Şurası açıktır: Eğitim Türkiye Cumhuriyeti’nin ilk 20 yılında belki bugünün ölçüleriyle çok önemsenmiyordu ama etrafla mukayese edildiğinde gerçekten çarpıcıydı. 1934’te memleketimize sığınan Alman pediatri profesörü Eckstein’in sıhhi taraması, Mustafa Necati döneminin atılımları bunu gösteriyor. Dünya’nın o şartlarında Türk eğitimi başarıdır. Bu konuda yetişen insanlarımızın geldikleri imkânsızlık ve fakirlik ortamına bakmak hatta bir ara Avrupa’da müreffeh bir ailede bulunan fakat sonunda okuma imkânı kesilen Nermin Abadan’ın “Türkiye’ye gelmeyip Macaristan’da kalsaydım okuyamazdım” sözünü hatıratında görürsünüz.

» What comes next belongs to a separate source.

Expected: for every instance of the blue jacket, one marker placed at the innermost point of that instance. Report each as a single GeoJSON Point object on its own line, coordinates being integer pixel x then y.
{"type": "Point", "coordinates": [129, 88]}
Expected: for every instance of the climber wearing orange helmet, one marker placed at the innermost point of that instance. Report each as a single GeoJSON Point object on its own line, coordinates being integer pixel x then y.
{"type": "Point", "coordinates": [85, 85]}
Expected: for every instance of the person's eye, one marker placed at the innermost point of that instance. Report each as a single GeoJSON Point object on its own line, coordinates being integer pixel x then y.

Cumhuriyet eğitim demektir, sağlıklı bir neslin yetiştirilmesi gayreti demektir, vatandaş olmak için hazırlanan maddi temel budur.
HAZIRLANMALIYIZ
100. yıl için kamuda büyük bir hazırlık yapıldığını görmüyoruz. Hatta böyle günler için bestelenecek marşın tespit edildiği bir müsabaka yapıldığı da yok. Bundan başka bütün ilmi kurumların ve devlet müesseselerinin 100. yılın muhasebesini çıkaran sempozyumlar, toplantılar yapması gerekirdi. Mesela Dışişleri Bakanlığı’nın bu 100 yıl için Türkiye-Ortadoğu, Türkiye-Balkanlar hatta Türkiye-Yunanistan, Türkiye-Rusya, Türkiye-İran gibi başlıklarla özel toplantılar yapması kendi dosyalarına yarar. Liste uzayabilir. İktisadi kalkınmayı teferruatıyla belirten istatistikler çıkabilir. Merkez Bankası arşivleri yayınlanabilir. Bunlar umarım gelecek yıldan itibaren düzenlenebilir.

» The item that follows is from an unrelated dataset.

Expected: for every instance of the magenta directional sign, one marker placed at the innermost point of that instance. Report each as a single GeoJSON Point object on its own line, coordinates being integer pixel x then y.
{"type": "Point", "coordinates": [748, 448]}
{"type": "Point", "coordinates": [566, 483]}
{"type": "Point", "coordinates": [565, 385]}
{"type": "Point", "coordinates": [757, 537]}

Bütün bunlar bir yana, sanayi ürünlerimizi bir başarı olarak sergiliyoruz; âlâ. Fakat niçin hekimlerimiz, mühendislerimiz taltif edilmiyor? Yüz yıl içinde yetişen dünya sahnelerindeki müzisyenlerimiz, operacılarımız veya rejisörlerimiz, oyuncularımız bu vesileyle niçin onurlandırılmıyor, bunlar için niçin konserler tertiplenmiyor, turneler hazırlanmıyor?